Something is bothering me about teaching at university: we are leaving the most important teaching to chance.

In most tutorials, there is an opportunity to try out things with a tutor there to talk to about it, or deep discussion of course content, or at the very least worked examples of using the ideas in practice with a higher chance of asking questions. In a lot of ways the tutorial is the place where the majority of the classroom learning actually happens in a university course. Indeed, students often say that tutorials are the most important part of their learning at university and will go to them even if they don’t go to lectures. I talked to a student just the other day who was still catching up watching the lectures online from two months ago, and yet has been able to do his assignments because he has been attending the tutorials.
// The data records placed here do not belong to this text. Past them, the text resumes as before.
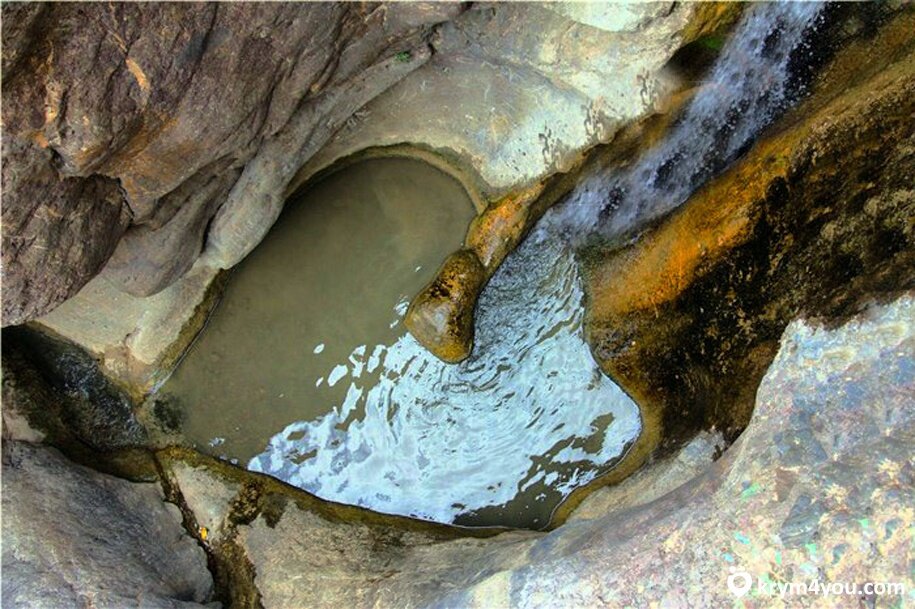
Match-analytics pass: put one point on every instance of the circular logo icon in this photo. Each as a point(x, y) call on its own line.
point(739, 582)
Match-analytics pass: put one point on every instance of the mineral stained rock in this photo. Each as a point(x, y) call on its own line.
point(819, 487)
point(73, 537)
point(441, 316)
point(811, 221)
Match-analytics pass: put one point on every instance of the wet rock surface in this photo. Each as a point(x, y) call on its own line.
point(441, 315)
point(818, 487)
point(177, 111)
point(204, 172)
point(812, 221)
point(73, 537)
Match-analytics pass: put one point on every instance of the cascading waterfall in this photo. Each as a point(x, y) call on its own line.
point(747, 89)
point(504, 436)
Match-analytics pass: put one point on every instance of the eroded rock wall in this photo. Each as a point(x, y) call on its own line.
point(126, 126)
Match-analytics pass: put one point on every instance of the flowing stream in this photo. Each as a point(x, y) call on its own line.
point(306, 373)
point(750, 85)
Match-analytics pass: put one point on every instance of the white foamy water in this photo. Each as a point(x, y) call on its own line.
point(519, 425)
point(747, 88)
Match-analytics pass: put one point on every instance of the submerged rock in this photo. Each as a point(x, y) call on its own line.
point(73, 537)
point(441, 315)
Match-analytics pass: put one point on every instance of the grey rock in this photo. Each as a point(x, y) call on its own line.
point(73, 537)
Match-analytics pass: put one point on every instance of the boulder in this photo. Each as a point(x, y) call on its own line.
point(142, 121)
point(73, 537)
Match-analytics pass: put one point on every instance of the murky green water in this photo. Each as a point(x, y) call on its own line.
point(306, 373)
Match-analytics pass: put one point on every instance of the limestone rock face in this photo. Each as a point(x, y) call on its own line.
point(75, 538)
point(819, 486)
point(811, 221)
point(515, 92)
point(512, 94)
point(140, 121)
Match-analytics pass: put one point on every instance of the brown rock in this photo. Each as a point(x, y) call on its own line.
point(812, 221)
point(441, 315)
point(145, 114)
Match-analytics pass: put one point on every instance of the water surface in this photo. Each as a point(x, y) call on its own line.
point(306, 373)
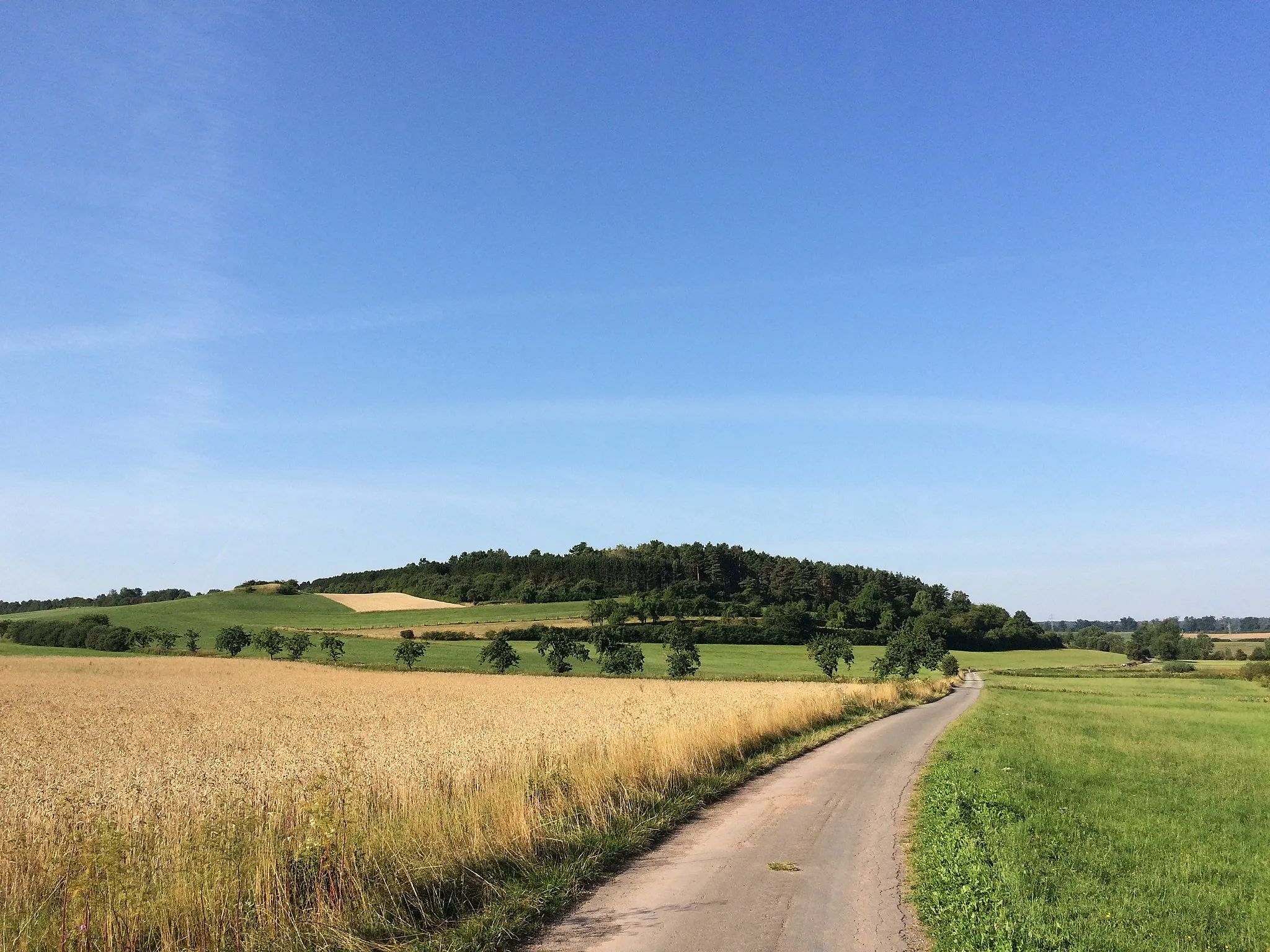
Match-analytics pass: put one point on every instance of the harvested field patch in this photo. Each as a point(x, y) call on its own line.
point(388, 602)
point(174, 803)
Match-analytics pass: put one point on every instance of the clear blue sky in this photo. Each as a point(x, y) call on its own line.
point(974, 293)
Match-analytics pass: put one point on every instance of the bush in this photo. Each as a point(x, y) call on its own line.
point(166, 639)
point(409, 651)
point(1255, 671)
point(233, 640)
point(908, 651)
point(499, 654)
point(682, 658)
point(269, 640)
point(558, 645)
point(93, 631)
point(296, 645)
point(333, 646)
point(623, 659)
point(827, 650)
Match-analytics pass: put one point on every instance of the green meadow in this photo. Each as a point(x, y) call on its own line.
point(1101, 814)
point(258, 610)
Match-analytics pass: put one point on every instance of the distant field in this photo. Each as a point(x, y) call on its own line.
point(1103, 814)
point(718, 662)
point(208, 614)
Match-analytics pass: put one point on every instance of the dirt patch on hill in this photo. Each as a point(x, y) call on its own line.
point(389, 602)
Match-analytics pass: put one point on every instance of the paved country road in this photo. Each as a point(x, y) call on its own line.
point(835, 813)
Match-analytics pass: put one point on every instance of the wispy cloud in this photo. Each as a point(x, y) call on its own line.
point(1241, 431)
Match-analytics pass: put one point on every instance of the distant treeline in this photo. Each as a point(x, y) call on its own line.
point(87, 631)
point(717, 571)
point(961, 625)
point(748, 592)
point(1208, 624)
point(111, 599)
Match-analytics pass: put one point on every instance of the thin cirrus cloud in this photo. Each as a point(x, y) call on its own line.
point(1235, 431)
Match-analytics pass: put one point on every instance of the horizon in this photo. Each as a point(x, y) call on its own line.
point(975, 296)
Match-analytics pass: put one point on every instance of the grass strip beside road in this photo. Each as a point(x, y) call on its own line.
point(1103, 815)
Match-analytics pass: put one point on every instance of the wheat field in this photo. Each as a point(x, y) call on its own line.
point(205, 804)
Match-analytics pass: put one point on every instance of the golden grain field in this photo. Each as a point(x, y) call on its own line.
point(206, 804)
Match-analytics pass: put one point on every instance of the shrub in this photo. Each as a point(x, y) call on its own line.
point(908, 651)
point(411, 651)
point(166, 639)
point(499, 654)
point(92, 631)
point(333, 646)
point(558, 645)
point(1255, 671)
point(295, 645)
point(827, 650)
point(269, 640)
point(141, 638)
point(233, 640)
point(109, 638)
point(682, 658)
point(623, 659)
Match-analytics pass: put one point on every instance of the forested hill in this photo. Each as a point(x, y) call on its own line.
point(719, 571)
point(709, 580)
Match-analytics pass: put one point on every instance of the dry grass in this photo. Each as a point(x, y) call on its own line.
point(175, 804)
point(388, 602)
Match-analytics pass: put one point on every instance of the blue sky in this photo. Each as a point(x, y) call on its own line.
point(978, 295)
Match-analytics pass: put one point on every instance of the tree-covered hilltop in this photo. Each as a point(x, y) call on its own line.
point(718, 571)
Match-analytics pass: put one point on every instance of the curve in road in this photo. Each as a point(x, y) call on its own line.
point(835, 814)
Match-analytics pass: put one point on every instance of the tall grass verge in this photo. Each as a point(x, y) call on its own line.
point(172, 804)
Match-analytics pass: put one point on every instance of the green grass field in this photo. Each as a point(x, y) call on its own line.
point(1109, 814)
point(208, 614)
point(717, 660)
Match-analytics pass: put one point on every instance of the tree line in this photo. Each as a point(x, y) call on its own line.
point(111, 599)
point(757, 598)
point(1162, 640)
point(1191, 625)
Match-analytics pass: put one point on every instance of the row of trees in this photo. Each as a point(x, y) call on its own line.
point(1191, 625)
point(718, 571)
point(1160, 640)
point(111, 599)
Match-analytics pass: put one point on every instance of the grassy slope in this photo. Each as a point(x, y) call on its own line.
point(1101, 814)
point(717, 660)
point(208, 614)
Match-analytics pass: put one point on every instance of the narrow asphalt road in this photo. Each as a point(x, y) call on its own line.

So, if the tutorial is the most important class for student learning, then you would think that the tutorial would be the class where you put the most effort into making sure it was as good as you could achieve. Yet in so many disciplines in so many universities, the tutorials are given to their current postgrad students to teach, with minimal or no training. (Not to say the postgrad students can’t be great teachers, just to say they don’t have much teaching experience yet.)  By not carefully considering our tutorials and training the tutors, it’s like we’re leaving the most important teaching to chance.

Even more than this, most initiatives to improve teaching at university focus on the lecturers. We give support for designing what happens in lectures and online, but somehow we don’t provide any time or resources for training the hundreds of tutors running the thousands of tutorials. Again, we spend all this effort improving lectures, but leave the most important teaching to itself.

This really surprises me, and I really wish there was something I could do about it. What I wish for is a funnelling of funding into designing effective teaching in tutorials, and even more importantly, funnelling funding into training tutors in effective teaching in tutorials. I think this might have a huge impact on learning at university.